I guess if there is a trend in which they are grouped in the upper left part of the scatterplot (like in this one), this is good. With more data, if my hypothesis is confirmed, data for exposed subjects will be distributed along/near the upper left diagonal line going to the lower right. So in that way, I guess you are right that it makes sense to include those subjects.

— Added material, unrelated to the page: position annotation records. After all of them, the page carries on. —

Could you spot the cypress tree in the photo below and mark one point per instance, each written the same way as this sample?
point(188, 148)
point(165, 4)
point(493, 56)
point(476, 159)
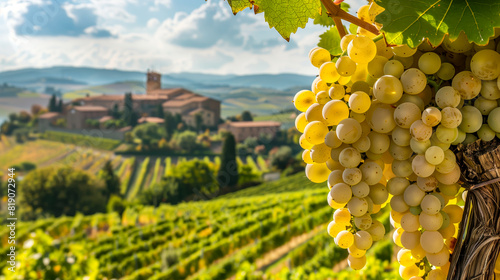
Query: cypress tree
point(228, 170)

But if I happen to see a "non-linear" distribution trend, should I stay away from classic parametric analyses? (what kind of regression can be run on data in which there is an underlying non-linear relationship?)
 
#4
Re: Correlating A with B, half of subjects has a 0 value for A. Should I exclude the

It sounds like you are interested in whether the level of exposure is associated with a given outcome. One way to look at the association would be to calculate the mean, median, or some other summary statistics of the test score for certain levels of exposure, such as 0, >0-5, >5-10, etc. Though it looks like you don't have many observations as exposure increases. You could create a categorical "dummy" variable in which you define exposure as 0=unexposed or 1=exposed, then you can include in the regression model this variable, exposition, and an interaction between this variable and exposition (variable X exposition). This would allow for two separate slopes and intercepts depending on whether exposed or unexposed. Alternatively, if there is some meaningful way to categorize the test score, you could perform logistic regression to see how exposure affects the odds of receiving a certain score on the test.
 
#5
Re: Correlating A with B, half of subjects has a 0 value for A. Should I exclude the

Those are excellent suggestions, thank you. At first, I wanted to avoid making groups because I did not want to lose power (and had no theoretical reasons to choose a threshold value over another). Thank you very much!